Дни в Бирме. Глотнуть воздуха - Джордж Оруэлл 12 стр.


Услышав барабаны, Флори вспомнил, что чуть дальше, напротив дома Ю По Кьина, намечалось пуэ; сам Ю По Кьин и был устроителем, пусть и за чужой счет. Дерзкая мысль посетила Флори. Он покажет Элизабет пуэ! Ей, несомненно, понравится; никто, имеющий глаза, не сможет устоять против танца пуэ. Возможно, их ожидает скандал, когда они вернутся в клуб вдвоем после столь долгого отсутствия; ну и черт с ними! Велика важность. Элизабет не такая, как это клубное стадо. И до чего же весело будет посмотреть с ней пуэ! В этот момент оркестр исторг нечто адское: пронзительный визг труб, треск кастаньет и грозный грохот барабанов, а над всем этим вознесся яростный мужской вопль.

 Что это за какофония?  сказала Элизабет и остановилась.  Напоминает джаз-бэнд!

 Туземная музыка. У них там пуэ это вроде бирманского театра; нечто среднее между исторической драмой и эстрадой, попробуйте вообразить такое. Думаю, вам будет интересно. Прямо за поворотом дороги.

 О,  сказала она с сомнением в голосе.

Они вышли из-за поворота на яркий свет. Вся дорога на тридцать ярдов вперед была запружена народом, пришедшим смотреть пуэ. В глубине стоял помост, над которым шипели керосинки, а прямо перед ним визжал и гремел оркестр; на сцене двое мужчин, облаченные в наряды, напомнившие Элизабет китайские пагоды, принимали грозные позы с кривыми мечами в руках. А по всей дороге простирались белые муслиновые спины женщин, розовые платки, накинутые на плечи, и черные валики волос. Кто-то спал, раскинувшись на циновках. Через толпу протискивался старый китаец с подносом арахиса, уныло повторяя нараспев:

 Мьяйпе! Мьяйпе![59]

 Остановимся, посмотрим несколько минут,  сказал Флори,  если желаете.
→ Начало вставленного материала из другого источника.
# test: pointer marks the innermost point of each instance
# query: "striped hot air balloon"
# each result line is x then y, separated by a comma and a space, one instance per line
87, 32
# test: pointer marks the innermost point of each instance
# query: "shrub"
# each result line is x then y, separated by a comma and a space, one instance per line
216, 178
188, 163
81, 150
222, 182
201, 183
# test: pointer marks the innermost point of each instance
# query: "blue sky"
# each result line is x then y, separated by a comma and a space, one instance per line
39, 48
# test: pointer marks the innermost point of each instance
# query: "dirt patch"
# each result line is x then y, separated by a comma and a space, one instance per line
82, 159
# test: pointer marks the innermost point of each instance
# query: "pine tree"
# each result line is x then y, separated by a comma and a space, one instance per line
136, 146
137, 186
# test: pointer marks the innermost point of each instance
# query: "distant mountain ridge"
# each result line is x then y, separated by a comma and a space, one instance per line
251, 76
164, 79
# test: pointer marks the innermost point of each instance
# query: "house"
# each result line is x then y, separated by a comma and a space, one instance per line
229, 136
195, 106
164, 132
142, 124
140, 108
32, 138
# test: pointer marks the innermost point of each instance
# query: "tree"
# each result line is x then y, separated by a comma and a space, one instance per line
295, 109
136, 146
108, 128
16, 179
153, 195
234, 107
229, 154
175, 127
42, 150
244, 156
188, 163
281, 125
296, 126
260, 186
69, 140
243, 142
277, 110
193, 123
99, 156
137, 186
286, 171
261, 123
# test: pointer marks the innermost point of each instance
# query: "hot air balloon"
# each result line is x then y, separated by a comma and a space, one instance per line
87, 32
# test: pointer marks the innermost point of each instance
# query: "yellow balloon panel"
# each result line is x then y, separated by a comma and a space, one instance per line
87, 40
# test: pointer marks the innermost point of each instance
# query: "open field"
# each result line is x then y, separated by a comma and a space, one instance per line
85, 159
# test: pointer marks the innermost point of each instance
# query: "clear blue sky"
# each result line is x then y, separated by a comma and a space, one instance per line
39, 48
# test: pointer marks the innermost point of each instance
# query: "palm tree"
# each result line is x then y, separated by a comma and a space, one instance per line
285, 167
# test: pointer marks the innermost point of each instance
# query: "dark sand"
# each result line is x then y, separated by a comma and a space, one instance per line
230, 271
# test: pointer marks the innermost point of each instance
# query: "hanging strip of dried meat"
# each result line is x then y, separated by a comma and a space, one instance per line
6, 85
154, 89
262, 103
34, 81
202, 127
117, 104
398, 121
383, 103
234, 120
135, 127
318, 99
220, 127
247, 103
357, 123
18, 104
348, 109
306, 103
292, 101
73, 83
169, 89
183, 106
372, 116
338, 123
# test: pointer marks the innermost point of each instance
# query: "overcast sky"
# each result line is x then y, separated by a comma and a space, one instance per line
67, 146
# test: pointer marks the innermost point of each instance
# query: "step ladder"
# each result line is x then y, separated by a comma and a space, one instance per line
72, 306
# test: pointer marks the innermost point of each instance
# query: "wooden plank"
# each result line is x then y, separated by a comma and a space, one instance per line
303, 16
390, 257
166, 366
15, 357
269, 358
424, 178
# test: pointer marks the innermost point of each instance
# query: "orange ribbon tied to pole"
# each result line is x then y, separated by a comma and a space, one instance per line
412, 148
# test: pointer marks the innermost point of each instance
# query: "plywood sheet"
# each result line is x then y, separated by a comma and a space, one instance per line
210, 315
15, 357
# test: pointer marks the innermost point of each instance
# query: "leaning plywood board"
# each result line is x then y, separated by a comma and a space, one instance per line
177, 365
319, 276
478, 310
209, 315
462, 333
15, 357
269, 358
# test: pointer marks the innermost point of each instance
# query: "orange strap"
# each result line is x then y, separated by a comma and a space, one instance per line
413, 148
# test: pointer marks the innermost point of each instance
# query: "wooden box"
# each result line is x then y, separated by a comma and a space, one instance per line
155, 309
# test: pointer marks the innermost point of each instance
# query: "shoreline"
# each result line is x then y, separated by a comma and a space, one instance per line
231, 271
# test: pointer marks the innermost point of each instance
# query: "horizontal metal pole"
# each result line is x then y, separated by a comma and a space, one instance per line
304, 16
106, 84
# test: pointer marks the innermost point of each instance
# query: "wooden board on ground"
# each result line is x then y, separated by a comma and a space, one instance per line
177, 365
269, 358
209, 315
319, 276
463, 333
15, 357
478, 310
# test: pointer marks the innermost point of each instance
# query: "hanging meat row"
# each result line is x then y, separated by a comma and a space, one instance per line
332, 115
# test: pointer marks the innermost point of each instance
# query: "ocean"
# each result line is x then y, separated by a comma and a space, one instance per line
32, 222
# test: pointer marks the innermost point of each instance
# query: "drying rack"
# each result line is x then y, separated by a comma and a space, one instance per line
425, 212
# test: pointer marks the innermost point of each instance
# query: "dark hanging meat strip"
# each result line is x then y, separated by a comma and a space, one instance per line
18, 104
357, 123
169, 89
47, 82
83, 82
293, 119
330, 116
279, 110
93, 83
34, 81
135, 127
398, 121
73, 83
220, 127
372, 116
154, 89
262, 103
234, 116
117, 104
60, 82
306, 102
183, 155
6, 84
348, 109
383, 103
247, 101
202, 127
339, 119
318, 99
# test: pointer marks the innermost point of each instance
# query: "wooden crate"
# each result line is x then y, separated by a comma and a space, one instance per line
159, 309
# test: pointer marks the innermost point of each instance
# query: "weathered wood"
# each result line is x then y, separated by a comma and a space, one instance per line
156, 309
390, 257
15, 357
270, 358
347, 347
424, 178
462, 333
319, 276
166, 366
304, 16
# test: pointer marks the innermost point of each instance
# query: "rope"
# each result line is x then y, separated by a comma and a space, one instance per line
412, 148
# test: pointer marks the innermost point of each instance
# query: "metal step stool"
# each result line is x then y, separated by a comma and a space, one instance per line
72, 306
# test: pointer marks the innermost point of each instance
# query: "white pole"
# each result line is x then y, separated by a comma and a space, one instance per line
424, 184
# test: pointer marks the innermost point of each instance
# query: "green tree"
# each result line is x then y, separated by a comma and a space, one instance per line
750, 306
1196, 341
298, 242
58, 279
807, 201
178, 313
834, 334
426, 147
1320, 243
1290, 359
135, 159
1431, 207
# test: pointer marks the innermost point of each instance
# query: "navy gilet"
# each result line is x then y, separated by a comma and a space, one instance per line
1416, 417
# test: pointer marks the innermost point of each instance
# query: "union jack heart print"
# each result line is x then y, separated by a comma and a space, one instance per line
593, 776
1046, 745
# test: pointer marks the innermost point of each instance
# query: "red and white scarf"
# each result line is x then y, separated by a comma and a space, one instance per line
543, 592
От резкого света и пронзительной музыки Элизабет оторопела, но больше всего ее поразило, что все эти люди сидели посреди дороги, как в партере.

 А они всегда устраивают свои представления посреди дороги?  сказала она.

 Как правило. Сколачивают грубую сцену, а утром разбирают. Они играют всю ночь.

 Но разве им позволено перегораживать дорогу?

 Ну да. Здесь нет правил дорожного движения. Никакого движения, видите? Вот и правил нету.

Это с трудом укладывалось у нее в уме. А вся публика тем временем развернулась на своих циновках спиной к сцене и уставилась на «ингалейкму». В центре толпы возвышались полдюжины стульев, на которых сидели клерки и официальные лица. Среди них был Ю По Кьин, силившийся развернуть свою тушу и поприветствовать европейцев. Музыка стихла, и рябой Ба Тайк поспешил сквозь толпу к Флори, раскланиваясь с робким видом.

 Наисвятейший, мой хозяин, Ю По Кьин, спрашивает, не изволите ли вы с юной леди посмотреть наше пуэ несколько минут. У него для вас есть стулья.

 Они просят нас присесть на стулья,  сказал Флори Элизабет.  Не желаете? Это довольно занятное зрелище. Те двое малых скоро уберутся, и будут танцы. Вам ведь не наскучит посмотреть несколько минут?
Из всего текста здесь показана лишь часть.